Money does grow on the Dollar Tree



At the end of November, Dollar Tree (DLTR) reached a new high as the stock has traded sideways since 2015. What’s happening and is this a good time to buy? Investors who have bought into DLTR have been over and over again disappointed by its performance each time reaching a new high. It’s important to understand the stock psychology can impact how and when to buy into it should one decides to do so.


Chart 1: stars showing new highs and support levels at $120 and $90


Psychology of this stock


Since 2015, its direct competitor Dollar General (DG) has gone up 225% while Dollar Tree rose 100%. With each new high reached since 2015, it’s followed by insufferable patience as it lagged for months before reaching a new high before falling back down. Without any dividends coming from this stock, money is literally not falling off the tree. This entire consolidation period from 2015 to 2022 essentially builds a very solid base but at the same time, frustrated investors will likely want to dump their shares as soon as they get rewarded and move on to another stock.


We can infer from the chart that the support levels may be at $120 or $90. Depending on how severe the next market corrections will be, the stock may re-test some of these levels.


Reaching new highs


With the stock running up 50% from its low back in September, the latest news that fuels this speculation is the fact that activist investor Mantle Ridge has taken a $1.8 billion stake in the company. This CNBC article explains clearly what Mantle Ridge’s strategy may look like. The firm has a 5.7% stake in the company plus derivatives that gives a total economic exposure of just under 10%. This really puts the skin in the game for Mantle Ridge to want to see their investment a success. It has been reported that it is working with Rick Dreiling, the former CEO of Dollar General as part of its strategy.


Value


The next thing to do is to figure out if this is a good value stock. As you know, I am not a fan of looking at valuation metrics like PE, price-to-book or price-to-sales.

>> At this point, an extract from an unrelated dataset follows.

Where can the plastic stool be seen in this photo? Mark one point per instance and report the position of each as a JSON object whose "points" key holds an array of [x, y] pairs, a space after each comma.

Especially in this case, these metrics are now all showing at the higher historical valuation ranges. Especially when a company stock significantly breaks out from a consolidation as in this case, I am a believer that the stock know something more than the fundamentals itself. Investors have taken note and are willing to bet on the future. There’s more to the financial valuation than meets the eye.


The news of Dollar Tree to raise its prices from $1.00 to $1.25 is music to investors as many have hoped for this day to come. This is in addition to its announcement back at the end of September that it plans to offer a multi-price point strategy by offering products at $1, $3 and $5 levels. Dollar Tree has already announced that it is on track in 2021 to have 500 Dollar Tree Plus stores by fiscal year-end to offer these products at different price levels. Another 1,500 stores are planned for fiscal 2022, and at least 5,000 Dollar Tree Plus stores are expected by the end of fiscal 2024.


There is however significant value in this company as shown by this chart below. Revenue per share has been growing since 2015 while the stock price languished. During this time, the markets experienced several corrections (including the 2020 pandemic) and Dollar Tree was able to withstand market shocks.


Chart 2: Stock price and revenue per share.


Another good way to compare value would be to look to similar stocks that tend to move in tandem. Here, you can see Dollar Tree has lagged since 2019 while Dollar General continues to move higher with the markets. While sure one can point out that this is well explained by the economics of Dollar Tree over the past several years, the fact that investors have taken note of the recent developments over at DLTR and ready to bet on its future. It can be safe to assume that value has been unlocked and we may be looking at the stock being re-evaluated closer to what Dollar General is worth.


Chart 3: DLTR vs. DG


The company also increased its share repurchase plan by $1 billion from its initial announcement back in March for an amount of $1.45 billion.. The CEO said “In fiscal 2021, we have repurchased $950 million of shares. Over the past several years, we have paid down more than $4 billion in debt and returned to an investment grade rating. As a result, with the meaningful free cash flow from our business, we expect to maintain share repurchasing as an important part of our capital allocation strategy.” What’s interesting is the company is issuing $1.2 billion of debt at around 3% to repurchase the stock. As I have explained in the past, borrowing may actually be a good thing if it can balance an optimal capital structure. As the CEO has paid down over $4 billion in debt over the past few years and now it’s taking on more to buy back shares, this shows how committed the company is in returning value back to its investors.


So what’s the verdict?


In all, this is very good news. With an activist investor help make things moving forward with the company now ready to raise prices and buy back more shares. Certainly the numbers such sales and earnings will not show up in the financials just yet. But if you have confidence that these actions will increase earnings in the coming years, it’s certainly a big buy signal.


When should I buy it?


Should you be buying it now that the stock is at an all-time high? Remember when I said the psychology of this stock will be a crucial role in this decision earlier. Given the stock is at a high is based on speculation and hope, I would not be surprise that the stock will pull back down to its next support level of $120 the moment the company misses the next earnings or when the market is hit by the next correction. Given the recent news and uncertainty over the Omicron variant and the high market valuations, it’s not hard to sit back and wait for the next correction.